Mapping: alignment of short NGS reads

The most fundamental task in analyzing NGS data is read alignment or read mapping: determining the region of the genome from which the read was derived. This technique has a variety of applications for studying genome biology.

  • Mapping genomic DNA reads to the genome can reveal variation between individuals, such as single nucleotide polymorphisms (SNPs), small insertions/deletions (indels), and large-scale variations in genome structure.
  • Genomic DNA treated with bisulfite will convert methylated cytosines to uracil but will leave methylated cytosines alone. Thus, mapping sequence data obtained from bisulfite-treated DNA back to the genome can identify sites of methylation.
  • Mapping RNA-seq data to a reference genome and assembling transcript models from the aligned reads is a common method for gene expression profiling. The reads not only reconstruct transcript sequences, but also measure the relative abundance of each transcript in the sample. This technique is most commonly used to profile gene expression in different samples (tissues, conditions, or treatments) and identify genes that are present at different abundances in different samples (differential expression analysis).
  • If high-quality transcript sequences are already available, mapping RNA-seq reads directly to the transcripts (instead of the genome) is an alternative for measuring transcript abundance.

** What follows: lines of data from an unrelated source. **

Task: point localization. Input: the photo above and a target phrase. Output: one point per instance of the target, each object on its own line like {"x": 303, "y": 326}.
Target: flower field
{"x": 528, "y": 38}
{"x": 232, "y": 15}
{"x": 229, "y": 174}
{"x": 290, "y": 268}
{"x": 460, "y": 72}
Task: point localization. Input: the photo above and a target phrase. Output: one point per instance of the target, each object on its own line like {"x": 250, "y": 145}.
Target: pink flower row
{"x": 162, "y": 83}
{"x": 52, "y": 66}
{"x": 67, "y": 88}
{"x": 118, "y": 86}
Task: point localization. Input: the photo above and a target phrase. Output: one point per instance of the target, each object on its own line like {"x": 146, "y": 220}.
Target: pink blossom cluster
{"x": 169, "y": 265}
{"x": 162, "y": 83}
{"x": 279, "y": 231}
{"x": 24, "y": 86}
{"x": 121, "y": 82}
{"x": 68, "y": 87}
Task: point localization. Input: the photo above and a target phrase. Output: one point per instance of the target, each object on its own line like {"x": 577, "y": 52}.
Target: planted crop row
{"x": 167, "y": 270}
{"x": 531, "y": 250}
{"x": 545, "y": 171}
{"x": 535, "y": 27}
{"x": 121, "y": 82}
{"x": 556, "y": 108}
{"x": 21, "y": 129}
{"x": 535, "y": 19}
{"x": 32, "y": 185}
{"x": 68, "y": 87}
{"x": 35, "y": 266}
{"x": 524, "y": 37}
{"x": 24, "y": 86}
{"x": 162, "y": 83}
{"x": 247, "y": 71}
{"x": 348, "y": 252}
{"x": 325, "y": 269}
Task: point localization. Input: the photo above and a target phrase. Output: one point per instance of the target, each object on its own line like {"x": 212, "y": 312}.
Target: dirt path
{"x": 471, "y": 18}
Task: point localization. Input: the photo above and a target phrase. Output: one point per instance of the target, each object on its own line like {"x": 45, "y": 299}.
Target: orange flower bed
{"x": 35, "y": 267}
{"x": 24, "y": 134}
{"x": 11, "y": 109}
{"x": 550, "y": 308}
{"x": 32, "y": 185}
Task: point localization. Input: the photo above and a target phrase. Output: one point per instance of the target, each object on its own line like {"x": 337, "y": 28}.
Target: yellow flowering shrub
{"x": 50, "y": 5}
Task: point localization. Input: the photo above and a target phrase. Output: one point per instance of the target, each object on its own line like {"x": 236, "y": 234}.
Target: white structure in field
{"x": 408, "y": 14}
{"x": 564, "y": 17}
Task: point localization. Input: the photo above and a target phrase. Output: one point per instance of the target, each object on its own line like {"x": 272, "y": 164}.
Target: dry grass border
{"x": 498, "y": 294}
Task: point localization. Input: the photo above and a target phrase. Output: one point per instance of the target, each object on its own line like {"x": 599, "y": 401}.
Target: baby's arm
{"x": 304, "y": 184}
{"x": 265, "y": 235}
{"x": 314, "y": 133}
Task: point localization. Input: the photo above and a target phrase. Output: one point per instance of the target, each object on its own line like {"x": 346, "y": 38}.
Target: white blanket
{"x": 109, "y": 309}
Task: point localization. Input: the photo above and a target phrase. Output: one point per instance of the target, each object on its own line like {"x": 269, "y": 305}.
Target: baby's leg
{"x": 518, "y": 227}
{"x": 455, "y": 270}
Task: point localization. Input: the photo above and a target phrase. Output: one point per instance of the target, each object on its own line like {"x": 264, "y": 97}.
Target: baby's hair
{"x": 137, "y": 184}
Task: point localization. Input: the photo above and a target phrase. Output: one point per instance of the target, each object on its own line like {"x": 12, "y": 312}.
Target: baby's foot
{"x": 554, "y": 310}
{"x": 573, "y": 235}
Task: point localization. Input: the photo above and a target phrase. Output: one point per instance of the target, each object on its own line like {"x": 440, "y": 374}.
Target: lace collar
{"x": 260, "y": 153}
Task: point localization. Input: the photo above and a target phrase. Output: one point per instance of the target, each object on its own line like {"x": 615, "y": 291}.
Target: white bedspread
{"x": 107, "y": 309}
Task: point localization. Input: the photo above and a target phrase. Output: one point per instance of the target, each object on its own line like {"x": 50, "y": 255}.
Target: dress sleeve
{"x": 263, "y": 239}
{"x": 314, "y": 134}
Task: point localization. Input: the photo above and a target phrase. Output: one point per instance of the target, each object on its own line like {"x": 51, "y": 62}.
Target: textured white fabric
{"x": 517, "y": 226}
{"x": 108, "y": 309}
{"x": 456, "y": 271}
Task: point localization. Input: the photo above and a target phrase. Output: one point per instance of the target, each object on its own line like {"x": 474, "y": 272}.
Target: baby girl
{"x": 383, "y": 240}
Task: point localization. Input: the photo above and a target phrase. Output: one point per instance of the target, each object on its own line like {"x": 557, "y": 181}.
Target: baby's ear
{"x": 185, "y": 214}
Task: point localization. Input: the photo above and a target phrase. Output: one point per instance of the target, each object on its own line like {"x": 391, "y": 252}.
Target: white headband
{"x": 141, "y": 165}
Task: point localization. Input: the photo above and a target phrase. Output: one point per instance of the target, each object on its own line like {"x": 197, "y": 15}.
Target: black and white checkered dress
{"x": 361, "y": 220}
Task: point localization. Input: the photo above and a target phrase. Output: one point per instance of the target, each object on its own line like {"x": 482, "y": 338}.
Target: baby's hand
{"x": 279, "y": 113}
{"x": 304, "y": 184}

Efficient algorithms for read mapping and new applications of the technique are topics of intense research interest—many mapping tools already exist, and new ones are being developed and published as we speak. This review paper provides a pretty thorough overview of the topic: a definition of the read mapping problem, proposed approaches to solving that problem, and features of specific implementations (software tools). The authors also created a website, which they have maintained since the paper's publication, that provides a comprehensive list of read mapping software.